Huit mois après ces images retentissantes, qui ont retardé le moment où LandSpace rattraperait SpaceX , la donne a complètement changé. Le 18 août 2026, la société chinoise a pris sa revanche. Le lanceur estampillé « Y2 » a décollé de la base de Jiuquan, comme le montrent les images partagées en ligne , pour accomplir sa mission de bout en bout.
Une réussite totale confirmée par l’entreprise sur X : « Après le décollage, les premier et deuxième étages se sont séparés. Le deuxième étage a poursuivi son vol et a livré avec succès le satellite Honghu 03. […] Le premier étage a réalisé un atterrissage en douceur réussi sur le site d’atterrissage en suivant la trajectoire prévue. »
S’il est heureux pour LandSpace de constater que le deuxième étage de la fusée ZQ-3 a correctement placé sa charge utile en orbite, c’est surtout le retour du premier étage qui était scruté. Les vidéos partagées par la société montrent que le « landing burn », c’est-à-dire le coup de frein via propulsion, a bien fonctionné , comme le ciblage de l’aire d’atterrissage .
On constate ainsi la descente de l’immense cylindre vers la terre ferme, au milieu des dunes, dans une séquence qui évidemment rappelle les atterrissages opérés couramment par SpaceX avec sa fusée Falcon 9 — que ce soit sur terre ou en mer. Le compte spécialisé @CNSpaceflight a noté un « atterrissage très en douceur » en observant les vidéos.
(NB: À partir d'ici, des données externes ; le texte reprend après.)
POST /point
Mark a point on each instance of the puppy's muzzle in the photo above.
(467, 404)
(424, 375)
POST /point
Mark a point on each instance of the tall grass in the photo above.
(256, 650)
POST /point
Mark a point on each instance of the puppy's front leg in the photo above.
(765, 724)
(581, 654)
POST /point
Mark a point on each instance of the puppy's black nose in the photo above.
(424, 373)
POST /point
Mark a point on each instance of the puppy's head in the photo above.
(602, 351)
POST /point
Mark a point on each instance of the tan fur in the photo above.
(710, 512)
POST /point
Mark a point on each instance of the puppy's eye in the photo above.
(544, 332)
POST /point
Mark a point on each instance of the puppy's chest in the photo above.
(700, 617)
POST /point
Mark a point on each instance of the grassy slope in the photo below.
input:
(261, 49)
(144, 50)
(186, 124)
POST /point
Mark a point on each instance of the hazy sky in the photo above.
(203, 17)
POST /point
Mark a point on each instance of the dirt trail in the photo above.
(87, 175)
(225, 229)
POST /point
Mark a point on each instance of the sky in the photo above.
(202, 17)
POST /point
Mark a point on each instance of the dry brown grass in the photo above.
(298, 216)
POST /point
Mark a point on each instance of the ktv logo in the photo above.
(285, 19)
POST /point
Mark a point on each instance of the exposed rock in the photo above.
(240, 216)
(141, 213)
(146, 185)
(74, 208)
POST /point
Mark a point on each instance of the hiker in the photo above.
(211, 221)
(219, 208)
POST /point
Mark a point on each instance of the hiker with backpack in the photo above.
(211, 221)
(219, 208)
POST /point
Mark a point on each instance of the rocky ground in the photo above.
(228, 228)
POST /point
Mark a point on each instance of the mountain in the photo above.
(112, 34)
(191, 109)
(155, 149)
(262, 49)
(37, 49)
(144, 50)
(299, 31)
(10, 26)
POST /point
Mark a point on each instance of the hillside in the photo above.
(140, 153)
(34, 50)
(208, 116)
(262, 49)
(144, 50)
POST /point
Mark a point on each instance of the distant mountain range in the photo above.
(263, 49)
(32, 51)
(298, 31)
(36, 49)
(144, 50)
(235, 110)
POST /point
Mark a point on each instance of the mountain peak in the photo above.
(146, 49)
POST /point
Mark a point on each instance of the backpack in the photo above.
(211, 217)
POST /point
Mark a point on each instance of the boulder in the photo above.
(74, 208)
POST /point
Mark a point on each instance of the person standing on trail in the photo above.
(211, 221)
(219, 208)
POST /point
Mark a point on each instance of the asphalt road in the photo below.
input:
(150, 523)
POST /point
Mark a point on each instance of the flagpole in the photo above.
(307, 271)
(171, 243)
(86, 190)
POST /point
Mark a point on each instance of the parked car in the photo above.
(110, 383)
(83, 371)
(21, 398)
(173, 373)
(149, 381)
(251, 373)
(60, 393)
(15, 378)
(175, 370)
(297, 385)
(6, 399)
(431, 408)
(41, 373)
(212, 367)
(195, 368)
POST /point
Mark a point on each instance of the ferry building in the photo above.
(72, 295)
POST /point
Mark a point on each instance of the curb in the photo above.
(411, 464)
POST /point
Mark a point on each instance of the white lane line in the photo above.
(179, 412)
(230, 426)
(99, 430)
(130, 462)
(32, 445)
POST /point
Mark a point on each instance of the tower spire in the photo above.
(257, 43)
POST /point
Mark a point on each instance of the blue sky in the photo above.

Mais si l’architecture générale et les jambes d’atterrissage déployables sont familières, il y a malgré tout une différence de taille. Contrairement à la Falcon 9 qui tourne au kérosène et à l’oxygène liquide, la ZQ-3 mise sur un mélange de méthane et d’oxygène liquide. Une recette que l’on retrouve à l’intérieur des immenses réservoirs du Starship.
Une fois le lanceur rentré, les équipes au sol ont enclenché les procédures de sécurisation. Des séquences ont montré l’extinction des potentiels départs de feu à la base des tuyères ainsi que le déploiement de petits robots téléguidés pour aller inspecter le lanceur à distance et en toute sécurité. Preuve, au passage, d’une maturité opérationnelle certaine.